Specifically, for a UserMessageEvent:

|<-----16bits------>|<------16bits----->|                       -
|             message_type              |                       |
|                padding                |                       |
|                                       | -                     |
|                                       | | port_name (128bits) |
|              port_name                | |                     |
|                                       | -                     | ChannelMessage->data
|          sequence_num(64bits)         |                       |
|                                       | -                     |
|              num_ports                | |                     |
|               padding                 | | EventMessage->data  |
|                ports                  | |                     |
|                ...                    | -                     -

UserMessage header

As a type of EventMessage, UserMessage also has its header.

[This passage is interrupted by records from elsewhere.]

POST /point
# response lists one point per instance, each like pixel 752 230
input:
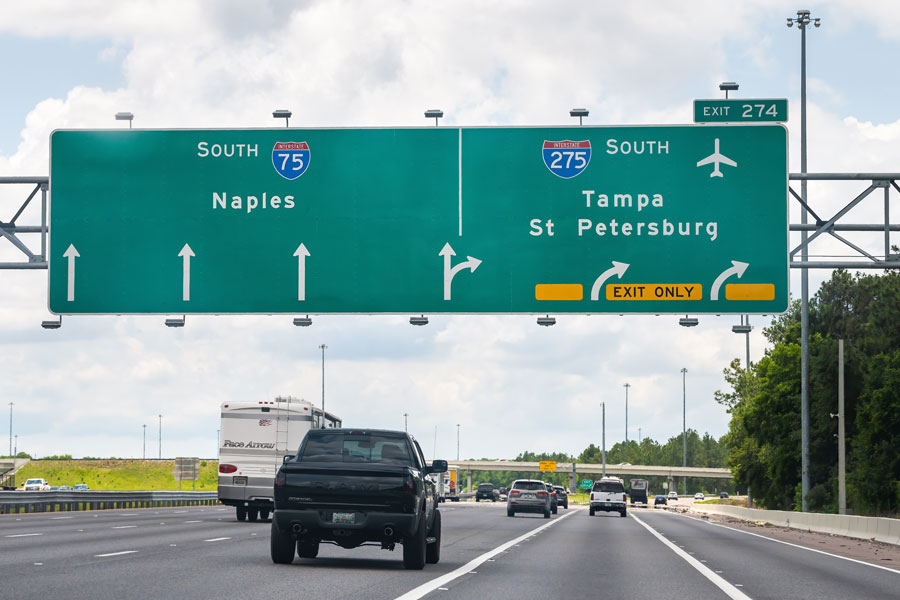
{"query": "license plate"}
pixel 343 518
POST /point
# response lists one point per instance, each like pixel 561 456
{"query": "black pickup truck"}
pixel 354 487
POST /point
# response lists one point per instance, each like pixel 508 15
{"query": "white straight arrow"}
pixel 617 269
pixel 71 253
pixel 738 269
pixel 449 271
pixel 301 253
pixel 186 253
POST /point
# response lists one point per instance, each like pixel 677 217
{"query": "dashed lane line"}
pixel 469 567
pixel 730 590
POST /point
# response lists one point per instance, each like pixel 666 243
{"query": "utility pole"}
pixel 684 427
pixel 803 20
pixel 11 404
pixel 603 444
pixel 323 347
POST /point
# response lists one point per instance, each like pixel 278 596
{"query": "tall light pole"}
pixel 323 348
pixel 603 443
pixel 803 21
pixel 684 426
pixel 11 404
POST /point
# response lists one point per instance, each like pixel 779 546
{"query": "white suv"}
pixel 608 494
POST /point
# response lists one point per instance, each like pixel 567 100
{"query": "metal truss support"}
pixel 10 230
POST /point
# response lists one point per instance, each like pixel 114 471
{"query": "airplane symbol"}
pixel 716 158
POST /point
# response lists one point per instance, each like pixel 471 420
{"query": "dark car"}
pixel 554 499
pixel 485 491
pixel 562 498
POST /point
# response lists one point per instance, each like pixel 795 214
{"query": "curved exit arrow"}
pixel 617 269
pixel 738 269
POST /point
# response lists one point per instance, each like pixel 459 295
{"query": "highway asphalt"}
pixel 202 552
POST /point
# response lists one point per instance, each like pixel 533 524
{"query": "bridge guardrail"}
pixel 64 501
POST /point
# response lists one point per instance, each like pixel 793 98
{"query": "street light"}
pixel 728 86
pixel 125 116
pixel 803 21
pixel 579 112
pixel 684 426
pixel 323 347
pixel 282 114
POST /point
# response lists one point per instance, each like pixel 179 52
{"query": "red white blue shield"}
pixel 290 159
pixel 566 158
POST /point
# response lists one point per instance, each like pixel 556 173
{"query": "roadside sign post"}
pixel 584 220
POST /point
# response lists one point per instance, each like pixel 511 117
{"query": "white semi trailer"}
pixel 254 438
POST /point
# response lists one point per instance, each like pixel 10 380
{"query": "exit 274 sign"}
pixel 662 219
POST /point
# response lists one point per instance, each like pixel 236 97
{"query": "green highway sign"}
pixel 740 111
pixel 586 220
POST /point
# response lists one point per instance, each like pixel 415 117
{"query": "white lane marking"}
pixel 730 590
pixel 434 584
pixel 860 562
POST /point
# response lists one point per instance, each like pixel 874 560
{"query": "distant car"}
pixel 485 491
pixel 562 498
pixel 608 494
pixel 528 495
pixel 554 499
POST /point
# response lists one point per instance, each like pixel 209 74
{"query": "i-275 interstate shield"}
pixel 656 219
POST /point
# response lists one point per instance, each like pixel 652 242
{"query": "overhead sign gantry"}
pixel 588 220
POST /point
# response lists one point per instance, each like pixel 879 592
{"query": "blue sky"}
pixel 89 387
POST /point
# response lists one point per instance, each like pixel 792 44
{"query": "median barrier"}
pixel 64 501
pixel 880 529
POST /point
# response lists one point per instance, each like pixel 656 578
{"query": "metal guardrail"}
pixel 64 501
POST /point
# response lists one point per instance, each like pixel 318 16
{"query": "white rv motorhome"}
pixel 254 438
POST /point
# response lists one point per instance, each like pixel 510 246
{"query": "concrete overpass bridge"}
pixel 594 469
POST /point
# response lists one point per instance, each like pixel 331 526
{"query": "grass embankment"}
pixel 118 475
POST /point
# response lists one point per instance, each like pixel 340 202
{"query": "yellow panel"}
pixel 558 291
pixel 654 291
pixel 749 291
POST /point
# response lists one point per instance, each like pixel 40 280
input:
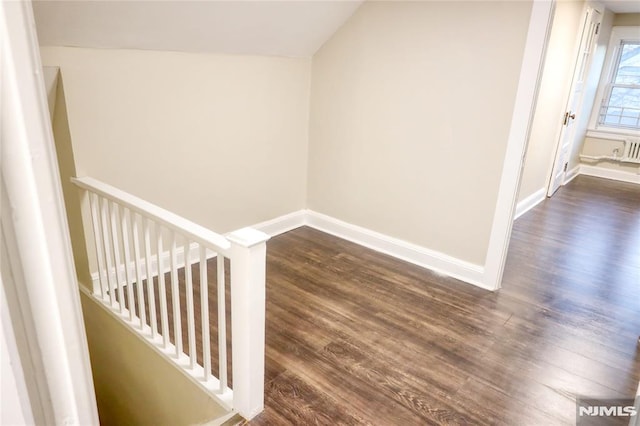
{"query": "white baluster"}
pixel 124 232
pixel 204 310
pixel 162 291
pixel 115 218
pixel 175 296
pixel 222 324
pixel 104 213
pixel 151 294
pixel 101 289
pixel 142 314
pixel 191 326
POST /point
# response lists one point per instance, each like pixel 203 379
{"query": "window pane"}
pixel 628 71
pixel 625 97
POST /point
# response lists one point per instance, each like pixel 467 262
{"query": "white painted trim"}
pixel 530 202
pixel 412 253
pixel 571 174
pixel 38 220
pixel 618 175
pixel 528 87
pixel 282 224
pixel 194 256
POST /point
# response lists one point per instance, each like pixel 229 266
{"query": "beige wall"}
pixel 219 139
pixel 410 110
pixel 552 97
pixel 626 19
pixel 134 384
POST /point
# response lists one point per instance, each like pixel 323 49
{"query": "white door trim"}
pixel 528 85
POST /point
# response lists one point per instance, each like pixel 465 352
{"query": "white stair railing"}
pixel 144 254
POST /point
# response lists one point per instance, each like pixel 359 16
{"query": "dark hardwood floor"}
pixel 357 337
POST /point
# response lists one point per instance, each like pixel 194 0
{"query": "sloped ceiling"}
pixel 622 6
pixel 281 28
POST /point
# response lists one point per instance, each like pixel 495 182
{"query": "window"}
pixel 620 107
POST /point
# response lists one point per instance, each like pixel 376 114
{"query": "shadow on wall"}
pixel 67 167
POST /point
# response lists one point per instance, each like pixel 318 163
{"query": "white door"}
pixel 588 37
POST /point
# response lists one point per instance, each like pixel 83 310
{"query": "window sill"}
pixel 616 135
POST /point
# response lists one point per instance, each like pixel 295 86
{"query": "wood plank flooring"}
pixel 357 337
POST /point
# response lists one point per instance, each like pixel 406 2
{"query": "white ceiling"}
pixel 622 6
pixel 295 28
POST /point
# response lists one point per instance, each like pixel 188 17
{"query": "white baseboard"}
pixel 409 252
pixel 530 202
pixel 421 256
pixel 618 175
pixel 282 224
pixel 571 174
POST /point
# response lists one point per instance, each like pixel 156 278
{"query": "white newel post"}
pixel 248 297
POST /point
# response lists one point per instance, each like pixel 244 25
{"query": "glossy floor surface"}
pixel 357 337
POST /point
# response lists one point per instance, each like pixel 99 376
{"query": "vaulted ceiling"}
pixel 295 28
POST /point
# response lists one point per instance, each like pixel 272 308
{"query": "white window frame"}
pixel 618 34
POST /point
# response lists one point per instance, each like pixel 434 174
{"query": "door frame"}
pixel 540 24
pixel 589 9
pixel 528 87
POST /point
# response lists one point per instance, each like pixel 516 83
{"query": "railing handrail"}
pixel 195 232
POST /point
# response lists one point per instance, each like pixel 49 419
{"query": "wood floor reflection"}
pixel 357 337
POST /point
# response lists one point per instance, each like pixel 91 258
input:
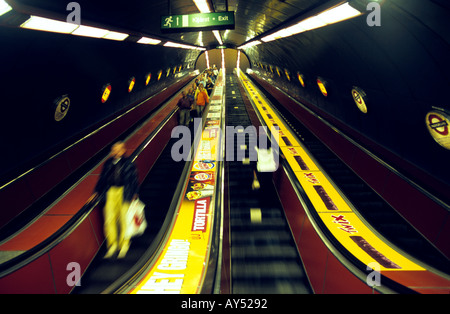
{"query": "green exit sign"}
pixel 197 22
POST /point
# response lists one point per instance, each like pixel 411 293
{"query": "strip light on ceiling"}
pixel 149 41
pixel 334 15
pixel 250 44
pixel 175 45
pixel 55 26
pixel 4 7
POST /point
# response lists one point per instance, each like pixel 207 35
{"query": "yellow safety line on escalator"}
pixel 338 216
pixel 181 266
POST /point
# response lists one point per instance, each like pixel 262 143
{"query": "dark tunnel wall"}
pixel 38 67
pixel 402 65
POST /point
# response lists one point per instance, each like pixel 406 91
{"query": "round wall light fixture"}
pixel 360 98
pixel 62 105
pixel 148 77
pixel 438 124
pixel 106 92
pixel 323 86
pixel 131 83
pixel 301 79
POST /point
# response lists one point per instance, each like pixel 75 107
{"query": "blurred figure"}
pixel 202 99
pixel 120 182
pixel 184 104
pixel 209 86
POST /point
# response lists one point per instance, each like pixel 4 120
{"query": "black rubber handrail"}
pixel 58 236
pixel 347 259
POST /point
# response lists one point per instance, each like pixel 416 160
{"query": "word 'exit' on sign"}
pixel 195 22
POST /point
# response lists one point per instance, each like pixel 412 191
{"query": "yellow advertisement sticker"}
pixel 298 159
pixel 321 192
pixel 180 267
pixel 366 246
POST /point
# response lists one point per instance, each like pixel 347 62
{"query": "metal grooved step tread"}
pixel 264 257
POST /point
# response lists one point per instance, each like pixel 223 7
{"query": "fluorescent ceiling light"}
pixel 219 39
pixel 150 41
pixel 331 16
pixel 49 25
pixel 4 7
pixel 250 44
pixel 339 13
pixel 115 36
pixel 90 31
pixel 175 45
pixel 202 6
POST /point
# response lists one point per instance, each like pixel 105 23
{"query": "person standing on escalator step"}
pixel 184 109
pixel 202 100
pixel 119 180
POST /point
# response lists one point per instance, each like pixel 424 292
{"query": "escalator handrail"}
pixel 138 271
pixel 92 133
pixel 345 257
pixel 58 236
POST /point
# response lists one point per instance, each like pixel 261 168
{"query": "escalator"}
pixel 369 204
pixel 264 256
pixel 157 192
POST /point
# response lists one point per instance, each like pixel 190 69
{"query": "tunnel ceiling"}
pixel 252 17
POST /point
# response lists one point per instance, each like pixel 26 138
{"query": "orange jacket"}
pixel 202 98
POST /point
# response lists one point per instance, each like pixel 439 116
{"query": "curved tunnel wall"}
pixel 402 65
pixel 38 67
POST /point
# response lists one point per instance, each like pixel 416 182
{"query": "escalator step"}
pixel 250 252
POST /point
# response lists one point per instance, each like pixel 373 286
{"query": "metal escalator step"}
pixel 260 237
pixel 247 253
pixel 268 224
pixel 266 269
pixel 274 286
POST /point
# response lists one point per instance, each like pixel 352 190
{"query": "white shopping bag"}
pixel 266 160
pixel 136 219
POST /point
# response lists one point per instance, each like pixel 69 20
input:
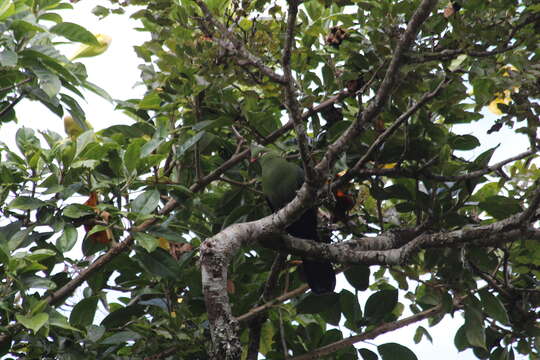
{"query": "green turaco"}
pixel 280 182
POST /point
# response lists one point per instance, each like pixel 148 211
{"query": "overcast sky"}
pixel 116 71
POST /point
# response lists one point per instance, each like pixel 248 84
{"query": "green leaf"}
pixel 26 27
pixel 314 304
pixel 460 339
pixel 84 139
pixel 121 337
pixel 75 211
pixel 380 304
pixel 456 63
pixel 33 323
pixel 95 332
pixel 267 337
pixel 159 262
pixel 394 351
pixel 58 320
pixel 358 276
pixel 83 313
pixel 48 81
pixel 483 89
pixel 474 327
pixel 40 254
pixel 146 202
pixel 151 101
pixel 189 143
pixel 148 242
pixel 97 90
pixel 367 354
pixel 133 154
pixel 494 307
pixel 350 307
pixel 463 142
pixel 500 207
pixel 26 203
pixel 420 333
pixel 7 8
pixel 68 239
pixel 75 33
pixel 122 316
pixel 8 58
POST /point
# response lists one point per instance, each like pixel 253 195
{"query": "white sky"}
pixel 116 71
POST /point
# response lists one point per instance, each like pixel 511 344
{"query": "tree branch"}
pixel 290 100
pixel 354 251
pixel 372 334
pixel 387 133
pixel 419 174
pixel 381 97
pixel 229 42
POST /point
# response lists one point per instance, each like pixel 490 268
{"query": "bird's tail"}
pixel 320 276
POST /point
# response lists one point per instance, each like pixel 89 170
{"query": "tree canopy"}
pixel 175 241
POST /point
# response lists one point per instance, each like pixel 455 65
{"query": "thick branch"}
pixel 352 252
pixel 379 330
pixel 217 251
pixel 383 93
pixel 423 174
pixel 387 133
pixel 291 102
pixel 229 42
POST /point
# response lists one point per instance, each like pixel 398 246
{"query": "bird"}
pixel 280 181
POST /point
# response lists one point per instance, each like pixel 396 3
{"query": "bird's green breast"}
pixel 280 180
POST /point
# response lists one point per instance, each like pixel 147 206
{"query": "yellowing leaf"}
pixel 164 244
pixel 500 99
pixel 93 50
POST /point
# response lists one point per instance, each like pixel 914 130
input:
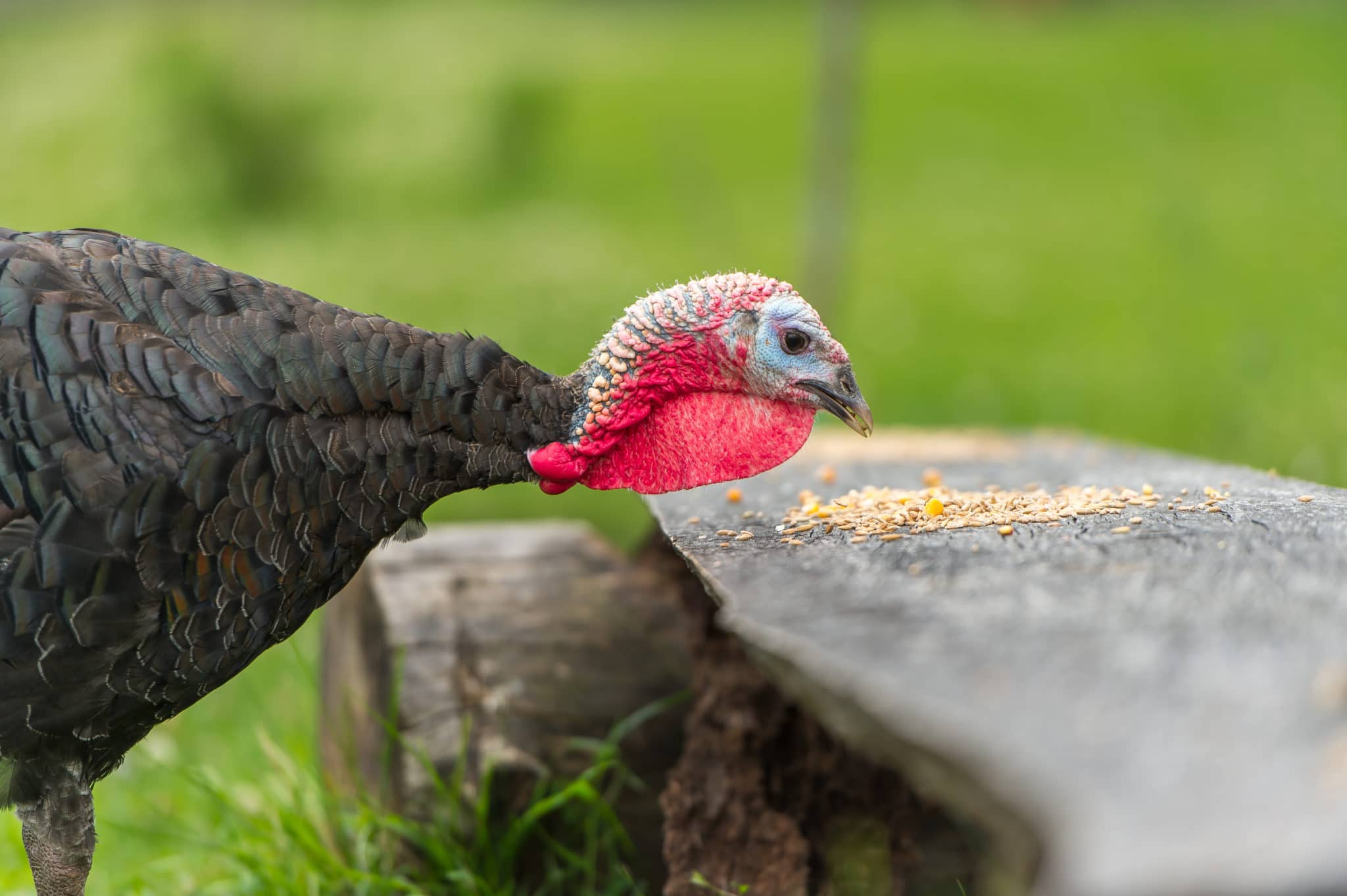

Contrary to previous design, the UserMessage is attached after the whole EventMessage.

#pragma pack(push, 1)
// Header attached to every message.
struct MessageHeader {
  // The number of serialized dispatchers included in this header.
  uint32_t num_dispatchers;

  // Total size of the header, including serialized dispatcher data.
  uint32_t header_size;
};

// Header for each dispatcher in a message, immediately following the message
// header.
struct DispatcherHeader {
  // The type of the dispatcher, correpsonding to the Dispatcher::Type enum.
  int32_t type;

  // The size of the serialized dispatcher, not including this header.
  uint32_t num_bytes;

  // The number of ports needed to deserialize this dispatcher.
  uint32_t num_ports;

  // The number of platform handles needed to deserialize this dispatcher.
  uint32_t num_platform_handles;
};
#pragma pack(pop)

and corresponding ASCII figure.

|<-----16bits------>|<------16bits----->|
|          num_dispatchers              |
|            header_size                |
|           DispatcherHeader            |
|           ...                         |
|           DispatcherData              |
|           ...                         |

For every dispatcher, a DispatcherHeader and DispatcherData will be appended to MessageHeader.

Summary

In my view, Mojo is more like a protocol, not a framework. The good message layering design decomposes different functions and extends the flexibility of Mojo itself.